Established in 2010, the ADMM-Plus is a platform for ASEAN members and their eight "Dialogue Partners" — China, Australia, India, Japan, New Zealand, South Korea, Russia and the US — to strengthen security and defense cooperation for peace, stability and development in the region, according to the ASEAN website.
All eyes are on whether there will be progress in establishing a Code of Conduct (COC) on the South China Sea, especially after the recent signing of the Regional Comprehensive Economic Partnership (RCEP) trade deal, a landmark achievement of East Asian regional cooperation, media reported.
Li Haidong, a professor at the Institute of International Relations of the China Foreign Affairs University, told the Global Times on Tuesday that Miller's trip is one of the final efforts by the Trump administration to interrupt the peaceful solution of the South China Sea issue, on which regional countries have made joint efforts.
The Trump administration also wants to instigate regional countries to go against China to serve US hegemonic interests, and to make it hard for the Joe Biden administration to reverse or adjust US policy in the West Pacific without political consequences, analysts said.
"China will not expect Biden to act softer than Trump on the South China Sea. In fact, it was the Democrats who started China-US struggles in the region during Barack Obama's term," Li said.
It is a consensus shared by the two major parties in the US to use regional countries to go against China for US hegemony in the South China Sea, although Biden might pursue a smarter strategy than the Trump administration, he said.

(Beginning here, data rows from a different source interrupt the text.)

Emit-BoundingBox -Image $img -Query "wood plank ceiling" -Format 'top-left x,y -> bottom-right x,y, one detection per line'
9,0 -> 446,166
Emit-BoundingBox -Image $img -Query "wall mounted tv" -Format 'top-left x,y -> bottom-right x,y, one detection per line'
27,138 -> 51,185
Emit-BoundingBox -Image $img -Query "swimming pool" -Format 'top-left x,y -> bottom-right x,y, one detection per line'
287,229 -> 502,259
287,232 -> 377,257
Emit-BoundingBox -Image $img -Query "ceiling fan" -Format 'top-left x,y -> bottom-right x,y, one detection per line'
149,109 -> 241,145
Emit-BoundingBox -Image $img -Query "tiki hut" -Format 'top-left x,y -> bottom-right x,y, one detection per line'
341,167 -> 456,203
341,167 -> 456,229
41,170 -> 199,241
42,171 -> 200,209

The US sees Indonesia as a crucial partner to work with against China, as it believes that Jakarta has mistrust of and disputes with China, and Indonesia is a natural leader of ASEAN, said some foreign analysts.

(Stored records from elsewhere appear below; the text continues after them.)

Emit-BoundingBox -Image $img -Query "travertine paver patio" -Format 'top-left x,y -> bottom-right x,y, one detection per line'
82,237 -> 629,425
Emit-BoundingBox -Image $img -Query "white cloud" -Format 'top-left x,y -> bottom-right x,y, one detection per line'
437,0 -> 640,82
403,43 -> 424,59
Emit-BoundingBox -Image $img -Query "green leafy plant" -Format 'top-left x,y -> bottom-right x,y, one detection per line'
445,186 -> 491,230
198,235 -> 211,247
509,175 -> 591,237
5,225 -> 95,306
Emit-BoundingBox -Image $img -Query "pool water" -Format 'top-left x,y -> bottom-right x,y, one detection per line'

"But the US can't provide concrete support or benefits to Indonesia while China can, so all regional countries understand that standing with the US against China brings no good, and that's why even a US ally — the Philippines — refused to stand against China," said Li, adding that Indonesia is a regional rival with another US ally — Australia — and has a non-aligned foreign policy.

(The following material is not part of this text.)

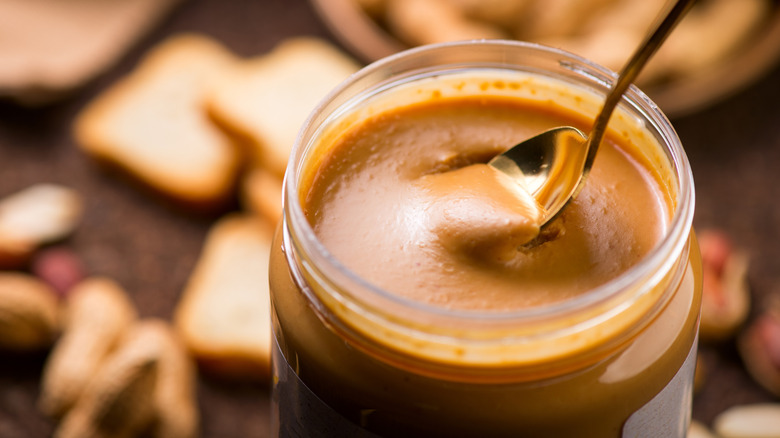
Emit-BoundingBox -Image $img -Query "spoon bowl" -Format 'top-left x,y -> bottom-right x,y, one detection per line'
488,0 -> 695,228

Chinese State Councilor and Defense Minister Wei Fenghe met with Indonesian Defense Minister Prabowo Subianto in Jakarta on September 8. During the meeting, Prabowo spoke highly of the significant achievements made by the Chinese government and military in the fight against COVID-19, and expressed his heartfelt gratitude to the Chinese military for providing epidemic prevention assistance to Indonesia, the Xinhua News Agency reported.
Prabowo said Indonesia attaches great importance to relations with China and is committed to further enhancing the close ties between the two countries.
A total of 1.2 million doses of COVID-19 vaccines developed by China's leading vaccine producer Sinovac Biotech arrived in Indonesia late Sunday, reported the Jakarta Post.
Indonesian President Joko Widodo said in a televised address that another 1.8 million doses of the vaccine are expected to arrive in early January. "We are very grateful, thank God, the vaccine is now available so that we can immediately curb the spread of the COVID-19 disease," Widodo said, the AP reported.
This is what Indonesia and other regional countries can't get from the US, as US-made vaccines are not public goods but prioritize use for Americans. Apart from cooperation in fighting the coronavirus, China also has deep and broad cooperation with ASEAN countries on trade and infrastructure, and these ties make US' interruption more and more meaningless and useless, said Chinese analysts.
As long as China continues its policy to deepen mutual trust and win-win cooperation with regional countries and insists on solving sovereignty disputes via negotiation, there will be no space for the US to make trouble in the South China Sea, said Jin Canrong, a vice dean of the School of International Studies at Renmin University of China.